Elsevier

Expert Systems with Applications

Volume 46, 15 March 2016, Pages 324-335
Expert Systems with Applications

Spatial co-location pattern mining for location-based services in road networks

https://doi.org/10.1016/j.eswa.2015.10.010Get rights and content

Highlights

  • A new approach for mining spatial co-location patterns was presented.

  • The neighborhood was refined using network distances rather than Euclidean ones.

  • An efficient algorithm to build the neighborhood relationship graph was proposed.
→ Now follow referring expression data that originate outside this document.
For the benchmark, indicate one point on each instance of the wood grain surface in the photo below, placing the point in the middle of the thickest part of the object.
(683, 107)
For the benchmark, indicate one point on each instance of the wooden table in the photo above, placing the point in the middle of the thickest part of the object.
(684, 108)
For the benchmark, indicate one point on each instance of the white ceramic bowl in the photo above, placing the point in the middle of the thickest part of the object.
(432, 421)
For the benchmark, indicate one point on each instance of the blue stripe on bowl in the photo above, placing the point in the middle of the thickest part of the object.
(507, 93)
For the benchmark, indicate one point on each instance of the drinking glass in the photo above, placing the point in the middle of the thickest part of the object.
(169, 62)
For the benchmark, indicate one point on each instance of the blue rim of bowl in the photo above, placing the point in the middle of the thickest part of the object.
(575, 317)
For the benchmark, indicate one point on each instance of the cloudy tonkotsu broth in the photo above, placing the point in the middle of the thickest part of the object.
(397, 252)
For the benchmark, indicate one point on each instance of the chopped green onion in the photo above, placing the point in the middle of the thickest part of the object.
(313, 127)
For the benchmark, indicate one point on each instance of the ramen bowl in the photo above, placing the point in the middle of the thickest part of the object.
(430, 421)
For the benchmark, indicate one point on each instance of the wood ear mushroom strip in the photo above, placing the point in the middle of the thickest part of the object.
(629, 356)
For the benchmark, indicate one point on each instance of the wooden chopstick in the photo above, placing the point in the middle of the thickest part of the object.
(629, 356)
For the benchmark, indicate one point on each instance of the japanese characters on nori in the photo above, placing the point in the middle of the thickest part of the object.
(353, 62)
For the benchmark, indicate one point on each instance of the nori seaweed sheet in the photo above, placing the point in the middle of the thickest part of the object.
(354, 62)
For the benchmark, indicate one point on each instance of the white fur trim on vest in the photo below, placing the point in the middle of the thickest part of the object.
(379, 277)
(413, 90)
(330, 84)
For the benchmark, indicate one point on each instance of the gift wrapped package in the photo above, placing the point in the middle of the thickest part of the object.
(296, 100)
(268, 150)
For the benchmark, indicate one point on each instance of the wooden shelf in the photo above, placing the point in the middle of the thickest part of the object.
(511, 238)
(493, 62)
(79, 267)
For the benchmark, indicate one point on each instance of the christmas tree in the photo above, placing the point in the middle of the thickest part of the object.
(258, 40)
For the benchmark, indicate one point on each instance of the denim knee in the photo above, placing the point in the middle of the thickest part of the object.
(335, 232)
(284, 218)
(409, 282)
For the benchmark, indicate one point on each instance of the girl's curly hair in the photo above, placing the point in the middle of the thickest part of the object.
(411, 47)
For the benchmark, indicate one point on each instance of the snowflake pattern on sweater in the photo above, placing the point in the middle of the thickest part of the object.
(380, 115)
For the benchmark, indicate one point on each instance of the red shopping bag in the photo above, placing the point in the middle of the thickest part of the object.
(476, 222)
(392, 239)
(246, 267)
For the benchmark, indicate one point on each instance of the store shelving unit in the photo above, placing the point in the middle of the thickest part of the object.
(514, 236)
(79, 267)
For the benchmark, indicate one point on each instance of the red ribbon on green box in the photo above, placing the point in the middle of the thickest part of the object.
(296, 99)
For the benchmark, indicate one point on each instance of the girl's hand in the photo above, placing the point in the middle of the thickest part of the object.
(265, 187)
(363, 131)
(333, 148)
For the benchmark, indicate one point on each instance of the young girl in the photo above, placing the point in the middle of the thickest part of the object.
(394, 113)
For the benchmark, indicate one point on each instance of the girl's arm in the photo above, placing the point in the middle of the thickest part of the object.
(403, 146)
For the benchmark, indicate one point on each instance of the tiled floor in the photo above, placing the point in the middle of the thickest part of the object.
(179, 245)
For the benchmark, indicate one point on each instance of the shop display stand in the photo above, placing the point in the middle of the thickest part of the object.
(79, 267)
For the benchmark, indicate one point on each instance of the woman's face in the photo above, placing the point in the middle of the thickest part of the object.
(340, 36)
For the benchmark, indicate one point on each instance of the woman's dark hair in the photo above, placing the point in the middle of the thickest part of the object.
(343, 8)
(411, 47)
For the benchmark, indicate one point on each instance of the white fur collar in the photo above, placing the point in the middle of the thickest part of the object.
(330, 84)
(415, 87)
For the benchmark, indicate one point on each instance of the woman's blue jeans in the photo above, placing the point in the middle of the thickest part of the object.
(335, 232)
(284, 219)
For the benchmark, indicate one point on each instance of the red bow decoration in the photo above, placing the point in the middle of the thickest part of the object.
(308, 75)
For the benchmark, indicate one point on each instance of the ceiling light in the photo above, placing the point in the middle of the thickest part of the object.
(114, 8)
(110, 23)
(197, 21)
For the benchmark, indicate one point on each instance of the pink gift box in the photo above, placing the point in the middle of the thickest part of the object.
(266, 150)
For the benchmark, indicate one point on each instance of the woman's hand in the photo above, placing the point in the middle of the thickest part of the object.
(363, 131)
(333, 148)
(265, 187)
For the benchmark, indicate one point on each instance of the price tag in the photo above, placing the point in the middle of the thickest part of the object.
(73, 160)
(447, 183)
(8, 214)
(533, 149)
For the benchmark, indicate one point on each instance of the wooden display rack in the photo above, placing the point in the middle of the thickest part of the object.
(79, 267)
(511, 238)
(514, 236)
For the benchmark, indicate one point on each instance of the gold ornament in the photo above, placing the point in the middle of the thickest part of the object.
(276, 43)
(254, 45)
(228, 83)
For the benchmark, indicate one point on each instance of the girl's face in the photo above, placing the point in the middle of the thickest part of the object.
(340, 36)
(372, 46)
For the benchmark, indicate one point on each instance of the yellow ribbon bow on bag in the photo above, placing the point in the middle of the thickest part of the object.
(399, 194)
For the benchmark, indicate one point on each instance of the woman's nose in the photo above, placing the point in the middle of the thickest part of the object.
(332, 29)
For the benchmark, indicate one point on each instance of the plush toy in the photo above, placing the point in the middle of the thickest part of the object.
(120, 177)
  • The performance of the proposed algorithm was explored.

Abstract

With the evolution of geographic information capture and the emergency of volunteered geographic information, it is getting more important to extract spatial knowledge automatically from large spatial datasets. Spatial co-location patterns represent the subsets of spatial features whose objects are often located in close geographic proximity. Such pattern is one of the most important concepts for geographic context awareness of location-based services (LBS). In the literature, most existing methods of co-location mining are used for events taking place in a homogeneous and isotropic space with distance expressed as Euclidean, while the physical movement in LBS is usually constrained by a road network. As a result, the interestingness value of co-location patterns involving network-constrained events cannot be accurately computed. In this paper, we propose a different method for co-location mining with network configurations of the geographical space considered. First, we define the network model with linear referencing and refine the neighborhood of traditional methods using network distances rather than Euclidean ones. Then, considering that the co-location mining in networks suffers from expensive spatial-join operation, we propose an efficient way to find all neighboring object pairs for generating clique instances. By comparison with the previous approaches based on Euclidean distance, this approach can be applied to accurately calculate the probability of occurrence of a spatial co-location on a network. Our experimental results from real and synthetic data sets show that the proposed approach is efficient and effective in identifying co-location patterns which actually rely on a network.

Introduction

With the ubiquity of wireless Internet access, GPS-enabled mobile terminals and the advance in spatial database management systems, a new generation of mobile services, known as location-based services (LBS), has been developed. These services are capable of delivering geographic information and geoprocessing power to mobile users according to their current location (Beatty, 2002). Understanding the geographic context is the essential question in the LBS area. Geographic context, the information of the surroundings or circumstances, has been an important topic in many applications. By introducing the spatial data analysis and geo-sensor data collection into the geographic context-awareness, the service provider could establish reliable and high-quality services to help users in their trip planning, activity re-scheduling, and the decision-making process.

A spatial co-location pattern is a set of spatial features that are frequently located together in spatial proximity (Shekhar & Huang, 2001). As an important concept for spatial analysis and geographic context awareness, the spatial co-location pattern mining has been popularly applied in discovering the spatial dependency of objects. Spatial dependency is a tendency of observed objects located close to another in the geographic space to show a higher degree of similarity or dissimilarity (Miller & Han, 2009). All computed dependency patterns concerning objects in space depend on the definition of spatial neighborhood. In the literature, closeness can be defined by using different types of distance metric, like Euclidean distance, path distance, etc. To provide users realistic geographic information, providers should choose the distance measure which best fits the geographic context in study regions.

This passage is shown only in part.